Useful Postgres techniques

Thomas Dickson

4 minute read



The purpose of this note is to describe some key SQL commands and when they might be useful to use. The note concludes with key resources and guides I’ve found helpful. The perspective is more towards commands which might be useful for running analytical queries rather than traditional relational database use cases. Joins, for example, have been covered to death elsewhere.

For a wide ranging and in-depth review for using SQL in data analysis see this article here. I’m using this page to consolidate my notes and some useful links.

EXPLAIN and ANALYZE

EXPLAIN and ANALYZE are used to quantify how a given query might perform. EXPLAIN is used to describe the plan that Postgres is going to use to execute a query with an estimated cost of execution and ANALYZE executes the query and returns the actual cost and time to execute.

I use these commands to check:

  1. Is the query using the indexes I intended it to use?
  2. The cost of the query whilst I am trying to optimise it for production purposes.

Common table expression to hold settings

Common table expressions (CTE)s can be thought of as temporary tables which last for the duration of the query. You can also think of them as import statements for data to use within your main query.

CTEs are more performant after PG 12.

The step change in the use of CTEs here is to use them as a location to set variables which are used within CTES in the rest of the query. For example:

WITH settings AS (
	SELECT
		(SELECT 1256 AS id_object),
		(SELECT '2021-02-02'::timestamp AS lower_date),
		(SELECT '2021-02-12 23:59:59'::timestamp AS upper_date)
)
SELECT *
FROM settings

This CTE can be included in your original query using a clause such as:

WITH timestamp BETWEEN (SELECT lower_date FROM settings)
AND (SELECT upper_date FROM settings)

NULLIF

NULLIF is a conditional function. It’s handy for handling divide by zero errors. Remember this.

LAG

LAG allows you to calculate the difference between rows based on how the table from the previous query is PARTITIONED and ORDERED. Obligatory documentation reference.

PARTITIONED defines how the data is partitioned prior to the lag calculation.

ORDERED defines how the data is ordered for the LAG calculation to be applied.

CROSSTAB (Pivot tables)

CROSSTAB is how pivot tables are implemented in Postgres. It’s handy for returning data which can be plotted straight away, although some SQL juggling is required for a dynamic number of variables to create columns for. See this stackoverflow answer - it’s a bit grim isn’t it. Here’s another SO answer which has some useful links on using CROSSTAB.

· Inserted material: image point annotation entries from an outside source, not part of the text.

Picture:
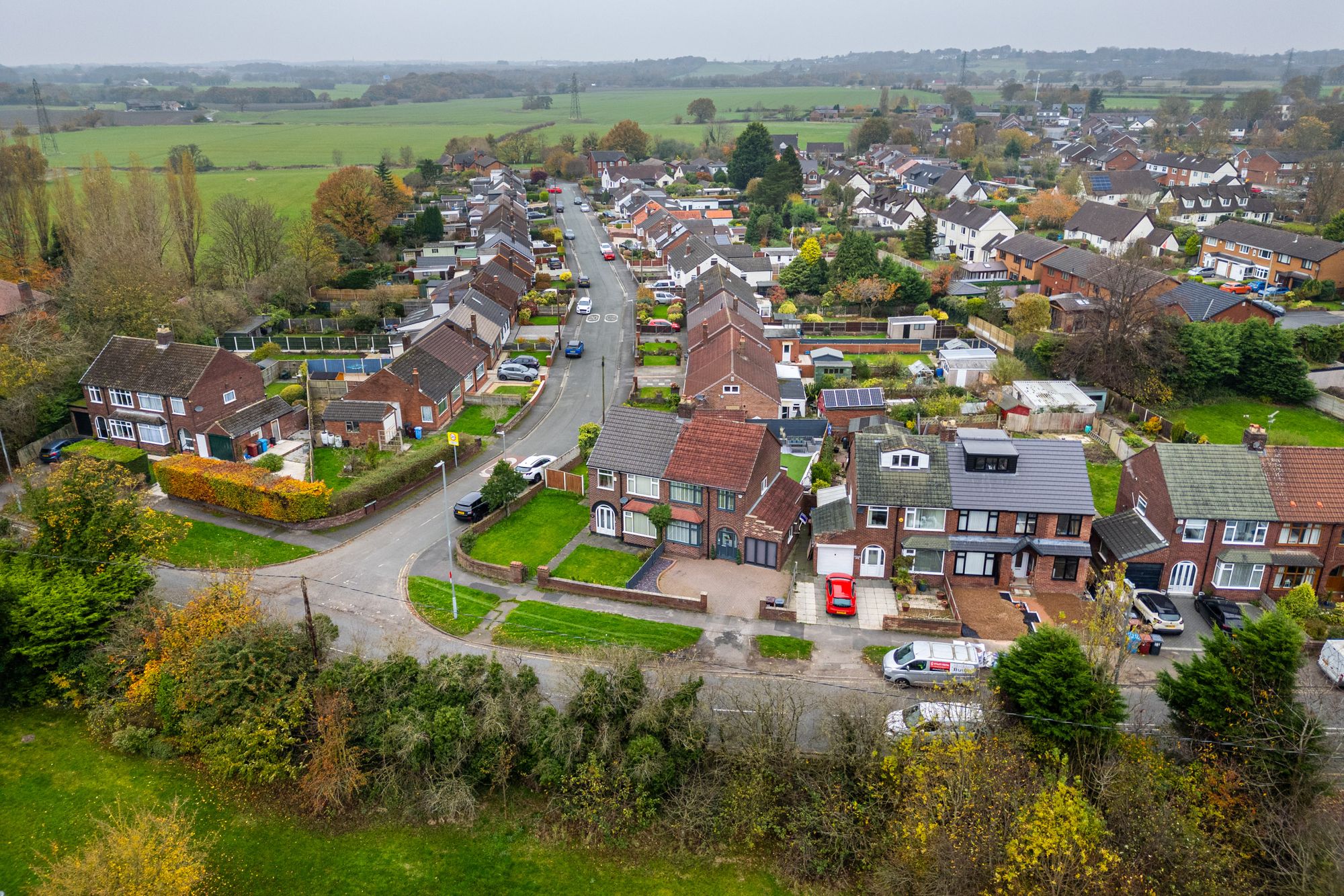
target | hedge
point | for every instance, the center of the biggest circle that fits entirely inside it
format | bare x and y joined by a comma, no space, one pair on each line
243,487
132,459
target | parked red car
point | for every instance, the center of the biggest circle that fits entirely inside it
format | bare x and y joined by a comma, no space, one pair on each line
841,596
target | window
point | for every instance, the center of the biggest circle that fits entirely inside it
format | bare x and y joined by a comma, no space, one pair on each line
927,519
1300,534
1294,577
643,486
1065,570
1245,531
978,522
685,533
975,564
1193,530
686,494
639,525
1240,576
925,561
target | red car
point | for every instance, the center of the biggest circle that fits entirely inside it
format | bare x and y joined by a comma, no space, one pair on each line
841,596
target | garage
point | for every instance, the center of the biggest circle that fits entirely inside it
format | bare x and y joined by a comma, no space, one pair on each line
835,558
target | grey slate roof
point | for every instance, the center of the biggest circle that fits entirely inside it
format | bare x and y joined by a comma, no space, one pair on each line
1216,483
636,441
1052,479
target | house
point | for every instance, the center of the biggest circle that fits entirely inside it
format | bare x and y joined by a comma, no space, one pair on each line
165,397
722,480
970,230
1238,251
968,508
1236,521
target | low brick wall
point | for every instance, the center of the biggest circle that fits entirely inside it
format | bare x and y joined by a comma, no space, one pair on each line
628,596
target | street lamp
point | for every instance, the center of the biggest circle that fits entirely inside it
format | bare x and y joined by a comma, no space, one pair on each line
448,530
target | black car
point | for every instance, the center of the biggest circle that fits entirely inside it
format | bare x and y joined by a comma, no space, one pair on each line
471,508
52,452
1221,613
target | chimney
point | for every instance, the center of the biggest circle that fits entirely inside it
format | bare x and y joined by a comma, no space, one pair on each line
1255,439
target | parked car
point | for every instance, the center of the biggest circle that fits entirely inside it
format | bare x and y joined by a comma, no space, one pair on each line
532,467
471,508
517,373
1158,611
841,596
52,452
1221,613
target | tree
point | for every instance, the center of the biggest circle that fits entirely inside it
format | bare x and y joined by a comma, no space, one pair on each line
702,111
355,202
752,155
505,486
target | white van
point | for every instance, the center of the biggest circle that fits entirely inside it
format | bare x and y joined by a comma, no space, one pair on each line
927,663
1333,662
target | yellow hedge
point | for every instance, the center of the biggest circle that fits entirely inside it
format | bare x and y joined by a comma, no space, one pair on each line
243,487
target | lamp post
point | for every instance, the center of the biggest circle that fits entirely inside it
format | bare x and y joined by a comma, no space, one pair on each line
448,530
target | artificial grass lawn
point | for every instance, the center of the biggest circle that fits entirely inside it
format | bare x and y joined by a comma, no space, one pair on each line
600,566
783,647
1224,422
209,545
1105,482
54,788
552,627
534,533
433,600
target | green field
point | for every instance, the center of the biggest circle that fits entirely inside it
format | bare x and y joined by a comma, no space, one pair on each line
54,788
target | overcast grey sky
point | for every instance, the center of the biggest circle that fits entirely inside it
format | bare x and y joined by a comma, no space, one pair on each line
97,32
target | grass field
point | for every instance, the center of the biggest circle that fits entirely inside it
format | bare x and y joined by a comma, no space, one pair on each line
54,788
1224,422
433,600
600,566
550,627
534,533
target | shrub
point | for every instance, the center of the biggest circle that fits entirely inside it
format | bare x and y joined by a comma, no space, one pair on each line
243,487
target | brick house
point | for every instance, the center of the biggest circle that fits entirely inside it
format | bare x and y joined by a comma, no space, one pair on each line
722,480
974,508
1238,521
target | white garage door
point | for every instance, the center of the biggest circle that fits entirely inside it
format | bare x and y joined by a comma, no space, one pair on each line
835,559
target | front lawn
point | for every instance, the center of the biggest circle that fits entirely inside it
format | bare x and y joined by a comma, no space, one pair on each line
209,545
433,600
600,566
1224,422
550,627
536,533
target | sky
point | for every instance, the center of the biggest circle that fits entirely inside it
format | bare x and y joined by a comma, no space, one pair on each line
96,32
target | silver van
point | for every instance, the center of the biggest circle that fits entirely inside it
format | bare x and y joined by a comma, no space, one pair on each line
929,663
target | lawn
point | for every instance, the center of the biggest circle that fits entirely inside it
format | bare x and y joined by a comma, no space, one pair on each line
783,647
1105,482
550,627
1224,422
209,545
534,533
600,566
433,600
54,788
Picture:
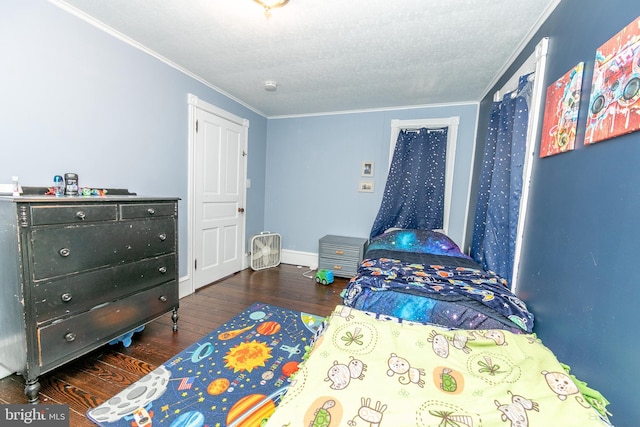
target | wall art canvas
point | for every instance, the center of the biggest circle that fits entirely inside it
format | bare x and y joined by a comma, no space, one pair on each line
561,113
613,107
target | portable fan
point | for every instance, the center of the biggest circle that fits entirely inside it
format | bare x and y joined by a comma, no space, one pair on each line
265,250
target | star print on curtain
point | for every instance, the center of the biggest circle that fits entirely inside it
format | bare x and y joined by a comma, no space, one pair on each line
500,190
414,192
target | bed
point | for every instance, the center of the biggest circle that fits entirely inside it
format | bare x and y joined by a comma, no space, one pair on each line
423,276
425,337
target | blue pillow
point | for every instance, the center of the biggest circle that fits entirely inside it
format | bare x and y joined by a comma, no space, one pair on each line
417,241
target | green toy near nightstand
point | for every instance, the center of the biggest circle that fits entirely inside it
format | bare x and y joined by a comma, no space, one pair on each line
324,276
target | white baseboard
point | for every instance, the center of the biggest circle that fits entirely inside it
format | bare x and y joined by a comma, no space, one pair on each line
305,259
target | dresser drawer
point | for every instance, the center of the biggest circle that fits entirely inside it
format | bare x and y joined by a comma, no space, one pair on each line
70,214
57,251
77,293
147,210
63,340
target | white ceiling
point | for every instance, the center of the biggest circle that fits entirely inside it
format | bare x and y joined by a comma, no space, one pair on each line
330,55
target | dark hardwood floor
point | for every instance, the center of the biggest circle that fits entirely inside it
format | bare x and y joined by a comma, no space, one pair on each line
92,379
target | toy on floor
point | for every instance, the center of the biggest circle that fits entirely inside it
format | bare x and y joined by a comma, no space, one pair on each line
126,338
324,276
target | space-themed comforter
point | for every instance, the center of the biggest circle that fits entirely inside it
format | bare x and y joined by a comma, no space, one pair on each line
370,370
422,276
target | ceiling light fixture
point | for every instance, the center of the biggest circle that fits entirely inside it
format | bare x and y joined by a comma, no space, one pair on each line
270,86
270,4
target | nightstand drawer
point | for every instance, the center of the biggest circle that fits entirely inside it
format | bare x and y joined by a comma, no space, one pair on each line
340,269
341,254
340,251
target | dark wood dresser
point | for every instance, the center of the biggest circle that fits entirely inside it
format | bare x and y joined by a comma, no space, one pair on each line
78,272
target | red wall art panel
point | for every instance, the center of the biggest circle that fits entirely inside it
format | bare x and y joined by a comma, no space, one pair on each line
613,107
561,113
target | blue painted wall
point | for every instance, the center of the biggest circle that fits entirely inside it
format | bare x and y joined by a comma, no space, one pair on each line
581,239
314,168
75,99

My current preferred solution is to export the data at this stage to Pandas for further manipulation.

dbt and macros

dbt is a useful tool for running complex SQL analytics. It applies software engineering principles to data analysis using SQL. Key advantages lie in it’s version control, documentation (the lineage map is a killer feature). It has solved a lot of problems for me.

I have been bitten however with using it to produce tables that are queried directly by a production web app. When a dbt model is being rebuilt the table is dropped and queries using it hang. This is obviously not good and I was not the flavour of the month. Lesson learnt there.

Hopefully this edge case will be fixed in the future, but for now I created a hacky macro (another dbt killer feature) to generate a static table which is queries by the web app. This macro generates a table but removes the last 4 characters of the dbt model to avoid name conflicts. Not pleasant but it works for now.

The macro looks something like, where the argument is the name of the dbt model that you don’t want dropped.

A macro for importing CTEs directly into models can be seen here.

GENERATE_SERIES

GENERATE_SERIES can be used to generate a range of equally spaced values. It can be used to:

  1. Generate sample data.
  2. Accurate reporting on time series data.

My experience has primarily been with performing analysis with time series data. GENERATE_SERIES can be used to return zeros for dates where no data has been found. In other words, GENERATE_SERIES can be used to generate a timestamp/date range which can be LEFT OUTER JOINED on a given dataset to return zero values for dates with no data.

Here are some useful articles:

  1. Fake data and better weekly reporting.
  2. Use generate series to get continous results.

Useful resources for learning SQL

  1. This page has to be the best page I’ve ever seen for summarising all the main useful SQL commands for data analysis.
  2. The Gitlab SQL guide is the first port of call for writing production quality SQL code - found here.
  3. The official Postgres documentation is zen like and instructive. Find it here.
  4. An excellent tutorial on SQL can be found here.